Pengacara Bahas Teroris-Gembong Narkoba di Area Sel Habib Bahar

Dony Indra Ramadhan - detikNews
Rabu, 20 Mei 2020 14:20 WIB
Terdakwa kasus dugaan penganiayaan terhadap remaja Bahar bin Smith memegang bendera merah putih seusai menjalani sidang putusan di gedung Arsip dan Perpustakaan, Bandung, Jawa Barat, Selasa (9/7/2019). Majelis hakim menjatuhi hukuman kepada Bahar bin Smith tiga tahun penjara, denda Rp50 juta dan subsider satu bulan kurungan. ANTARA FOTO/M Agung Rajasa/foc.
Habib Bahar bin Smith (Foto: Antara Foto)
Bandung -

Pengacara Habib Bahar bin Smith protes soal pemindahan Bahar ke Lapas Nusakambangan. Apalagi Bahar kini ditempatkan di sel superketat.

"Kita juga protes keras dan mempertanyakan kenapa klien kami dibawa ke Lapas Batu Nusakambangan tempat para terpidana mati, gembong narkoba kelas kakap dan teroris kelas berat. Apa klien kami masuk kriteria itu? Apa kesalahan sebesar itu? Hingga masuk LP super maximum security?" ucap Azis Yanuar salah satu kuasa hukum Bahar kepada detikcom, Rabu (20/5/2020).

Azis menyatakan alasan Kementerian Hukum dan HAM memindahkan Bahar ke Nusakambangan karena massa pendukungnya demo dinilai berlebihan. "Kemudian karena aksi itu habib Bahar dipindah ke Nusakambangan dengan alasan massa pendukungnya meresahkan ini konyol. Sebab dari mereka ditanggung oleh habib Bahar," kata dia.

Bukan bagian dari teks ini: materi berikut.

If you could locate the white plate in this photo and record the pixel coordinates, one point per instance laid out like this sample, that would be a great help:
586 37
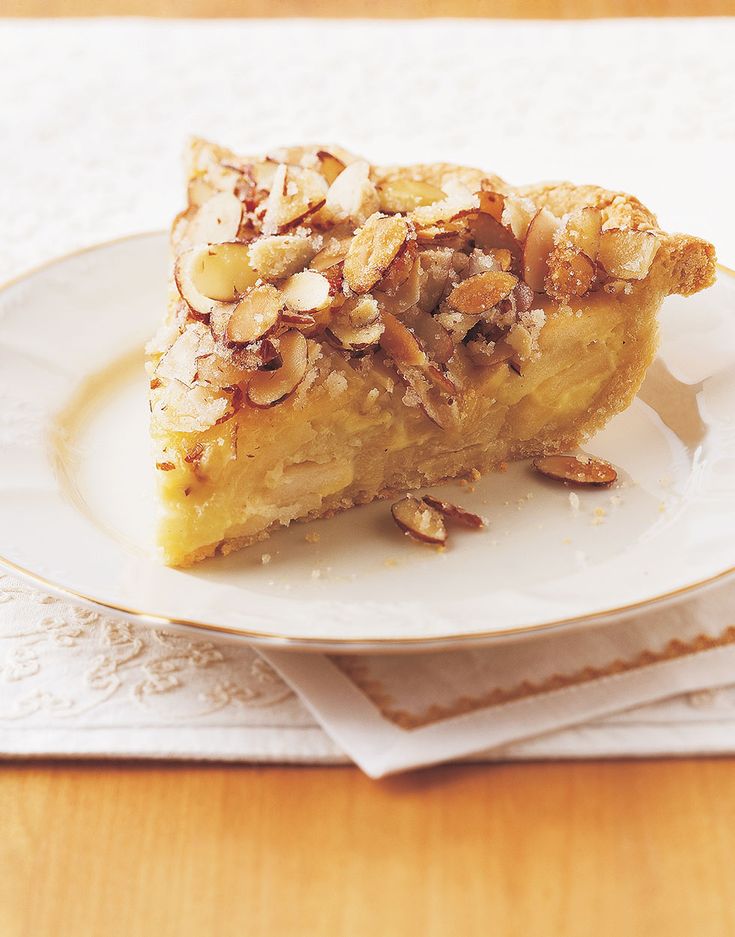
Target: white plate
77 505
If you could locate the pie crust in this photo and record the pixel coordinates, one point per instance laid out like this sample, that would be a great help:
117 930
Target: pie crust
338 332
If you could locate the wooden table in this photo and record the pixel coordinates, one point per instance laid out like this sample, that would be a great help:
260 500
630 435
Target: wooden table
554 850
559 850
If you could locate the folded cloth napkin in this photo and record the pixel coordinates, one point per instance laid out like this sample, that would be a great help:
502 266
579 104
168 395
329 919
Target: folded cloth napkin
75 681
642 105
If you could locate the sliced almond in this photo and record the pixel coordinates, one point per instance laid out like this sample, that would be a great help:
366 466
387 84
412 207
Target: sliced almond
352 195
491 203
571 273
485 355
280 255
441 380
217 220
419 520
400 270
517 214
454 512
373 249
254 315
183 409
342 334
268 388
458 201
582 231
627 254
433 336
404 194
333 253
399 343
295 194
181 361
569 468
301 320
330 166
489 235
306 291
218 273
480 293
438 234
538 246
360 311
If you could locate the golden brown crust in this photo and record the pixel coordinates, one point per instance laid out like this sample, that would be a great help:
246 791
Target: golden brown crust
578 357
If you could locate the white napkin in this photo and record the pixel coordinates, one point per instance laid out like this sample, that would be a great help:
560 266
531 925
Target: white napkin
399 711
91 142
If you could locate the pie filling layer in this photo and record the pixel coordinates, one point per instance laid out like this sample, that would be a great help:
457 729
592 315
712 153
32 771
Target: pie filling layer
339 332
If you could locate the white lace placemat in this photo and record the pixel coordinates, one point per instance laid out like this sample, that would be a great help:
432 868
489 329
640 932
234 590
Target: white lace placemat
93 133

"Sangat konyol, arogan dan menunjukkan mental tiran dan mental sultan antikritik. Bukan sebaliknya mental melayani dan pengayoman sebagaimana slogannya dan buruk bagi perkembangan demokrasi di Indonesia. Pengayom hanya pemanis dan slogan belaka," tutur Azis menambahkan.

Sebelumnya, Ditjen Pemasyarakatan Kemenkumham memindahkan Bahar ke Pulau Nusakambangan, Cilacap, Jawa Tengah. Alasannya, karena massa simpatisan Bahar membuat keributan di LP Gunung Sindur, Bogor, Jawa Barat.

"Simpatisan yang memaksa ingin mengunjungi Habib Bahar berkerumun berteriak-teriak dan melakukan tindakan provokatif yang menyebabkan perusakan fasilitas negara berupa pagar lembaga pemasyarakatan," kata Kepala Bagian Humas dan Protokol Direktorat Jenderal Pemasyarakatan Rika Aprianti kepada wartawan, Rabu (20/5).